There was no drama. There were no murky waters awash with adolescent girls. She didn’t worry about what she was wearing, whom she would talk to, or whom she wouldn’t talk to. She didn’t worry about her hair or her makeup. There were no bustling hallways. It was more like “real life.” There was no need to avoid stares, protruding elbows, or upperclassmen. There was no chance of running into a wayward bully. There was no frantic rushing to get from A to Z in two minutes flat with no time to pee. There was no struggling with an impossible locker combination. (I still have that dream on occasion: left, right, around and past the zero, then left again, or was it right? Pull, pull, pull harder, yank…nothing.)

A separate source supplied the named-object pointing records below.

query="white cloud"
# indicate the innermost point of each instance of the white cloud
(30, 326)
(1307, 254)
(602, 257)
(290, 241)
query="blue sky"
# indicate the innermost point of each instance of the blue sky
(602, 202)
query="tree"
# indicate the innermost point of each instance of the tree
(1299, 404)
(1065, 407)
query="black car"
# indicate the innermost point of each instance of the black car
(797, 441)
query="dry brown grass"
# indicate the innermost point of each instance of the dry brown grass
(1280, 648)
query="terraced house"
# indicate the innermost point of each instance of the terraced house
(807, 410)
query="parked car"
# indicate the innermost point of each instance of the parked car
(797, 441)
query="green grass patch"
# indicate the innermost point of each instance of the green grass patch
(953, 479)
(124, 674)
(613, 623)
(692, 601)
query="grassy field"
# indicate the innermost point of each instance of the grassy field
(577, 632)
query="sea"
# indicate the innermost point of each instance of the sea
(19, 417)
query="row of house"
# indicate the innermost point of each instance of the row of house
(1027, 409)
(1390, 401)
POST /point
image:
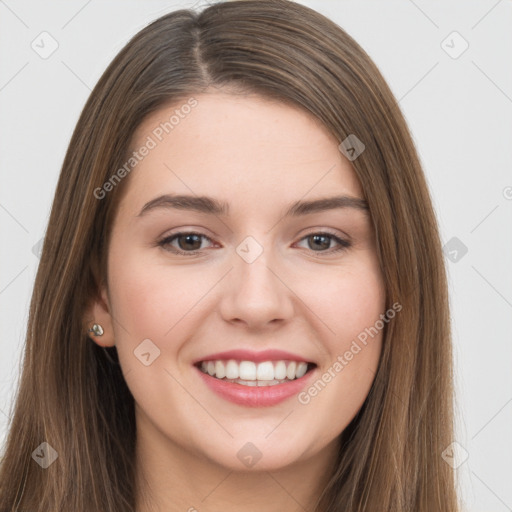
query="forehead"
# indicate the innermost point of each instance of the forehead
(238, 147)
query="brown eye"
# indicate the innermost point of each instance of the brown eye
(321, 242)
(187, 243)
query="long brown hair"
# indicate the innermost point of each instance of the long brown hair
(72, 393)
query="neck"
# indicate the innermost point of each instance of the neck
(172, 479)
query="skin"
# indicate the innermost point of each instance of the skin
(259, 156)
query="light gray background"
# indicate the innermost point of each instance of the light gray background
(458, 109)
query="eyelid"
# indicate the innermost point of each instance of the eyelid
(344, 241)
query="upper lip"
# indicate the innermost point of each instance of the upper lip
(250, 355)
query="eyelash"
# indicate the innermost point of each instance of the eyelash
(343, 244)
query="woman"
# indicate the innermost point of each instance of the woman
(241, 300)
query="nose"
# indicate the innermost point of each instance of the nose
(255, 293)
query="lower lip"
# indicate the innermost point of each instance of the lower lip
(255, 396)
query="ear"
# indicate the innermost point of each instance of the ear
(98, 312)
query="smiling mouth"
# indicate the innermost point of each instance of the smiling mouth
(249, 373)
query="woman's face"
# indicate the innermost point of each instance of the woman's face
(257, 285)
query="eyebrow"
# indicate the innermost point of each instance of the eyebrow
(212, 206)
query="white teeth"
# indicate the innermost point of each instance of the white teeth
(266, 373)
(220, 370)
(247, 370)
(280, 370)
(290, 372)
(232, 370)
(301, 370)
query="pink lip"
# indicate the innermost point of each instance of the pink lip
(254, 396)
(257, 357)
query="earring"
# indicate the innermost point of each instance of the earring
(96, 329)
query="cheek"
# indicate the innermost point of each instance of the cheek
(150, 299)
(347, 299)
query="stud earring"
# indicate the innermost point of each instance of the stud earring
(96, 329)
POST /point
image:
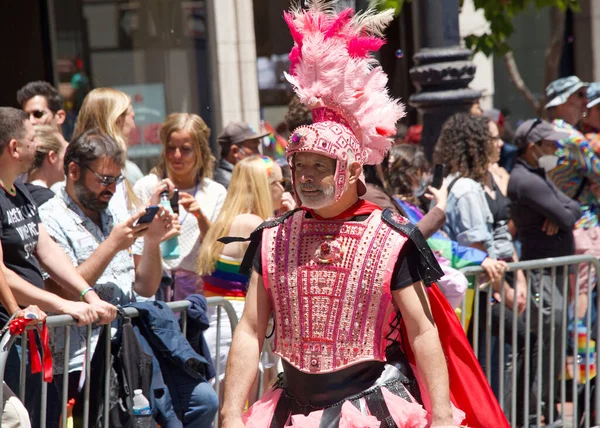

She was just living and learning out in the natural world, no longer in captivity. She was free. Stress free. I could see it in every fiber of her being.

A weight had been lifted. She’d been crushed under that heavy backpack of outdated textbooks, and all the extra baggage that it contained, for too long.

She ate a healthy lunch. She had plenty of time to eat it. She was not worried about where she would sit or if she would fit on the bench or at “that” table.

She didn’t sit around in her pajamas all day. She got up early. She bathed, and she brushed her teeth. She even interacted with other human beings. (Common home-schooling myths busted.)

Let me tell you what else happened.

She smiled.

She was calm.

Neither of her eyes twitched once all day.

She had a quiet stomach, with no somersaults or pains.

She was visibly relaxed.

She spent the entire day surrounded by the good juju.

She spent the whole day in the light.

My child knew where the light lived. She asked me to let her go to it, and I said, “Yes.”

I said “yes” to online school.

Some might say that she should “suck it up” and that “this high school bullshit is stuff she has to learn to deal with.” I disagree. She has dealt with it, quite effectively, I might add. It makes her feel bad. She can’t learn things when she feels bad. When we, as adults, find ourselves in the company of those who are negative, judgmental, critical, or even dangerous, we have the power to react with our feet. We go. We can leave a bad situation. Kids can’t leave. Kids are too often powerless to change these damaging, potentially harmful situations and that sense of powerlessness can have dire consequences.

I believe I am empowering her. I believe in teaching kids to trust their instincts. They need to believe that little voice inside is right, so that when they are older, they know how to get out of the darkness and into the light.

I wasn’t sure how it would go. This educational choice is a sacrifice, but I recognize that it is also a luxury. I have the right conditions to make it work. I do not take that for granted. I am grateful. It may kill me, but I am grateful. I can see that this is going to be life-changing for both of us.

The thing is, my kid is great, and they do miss her at school. She just needs to let that little voice inside do the talking for now.